So, believing that there is a God, we find that this God is immense, is the reason for our existence, and seeks relationship with us.
But why does that matter?
The Apostle Paul obviously felt it matters. He wanted us to explore the immensity of God: ‘I pray that you may have the power to comprehend, with all the saints, what is the breadth and length and height and depth [of God] and to know the love of Christ that surpasses knowledge, so that you may be filled with the fullness of God.’ (3:18-19) That’s what he wrote to Christians in Ephesus a couple thousand years ago. I think it is what he would be writing to us today.
God is immense, and that’s awesome. We depend upon God for our existence – for our life and flourishing – and that matters. Whatever a god is like when you depend on them for your very existence you would not want to get on the wrong side of them. But what’s good news is that God is a relationship sort of God; a God who wants to work with us in this part of creation called planet earth. That demands that we respond by choosing to live well in the world. God is a God who is not remote but reaches out to us, including and particularly in Jesus Christ, and that demands our thanksgiving; our praise; our worship.

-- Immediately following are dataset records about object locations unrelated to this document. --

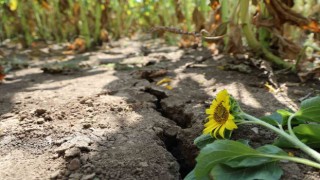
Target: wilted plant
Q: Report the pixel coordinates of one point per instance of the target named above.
(230, 159)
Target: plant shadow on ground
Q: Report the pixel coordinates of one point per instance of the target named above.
(174, 118)
(134, 129)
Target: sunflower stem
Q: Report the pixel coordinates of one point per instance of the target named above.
(292, 139)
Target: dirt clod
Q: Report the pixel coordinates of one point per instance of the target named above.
(74, 164)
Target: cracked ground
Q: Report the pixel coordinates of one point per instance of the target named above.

What does it mean that God reaches out to us in Jesus Christ?
That’s a subject for another sermon at another time; maybe for a whole series of them!
But for today, for now, let’s be content with answering one question: there is a God; that God is immense, is life-giving, and relationship seeking. And it matters how we respond to that; in how we live in the world, including how we treat each other; responding to God with lives of thanksgiving and praise. Amen.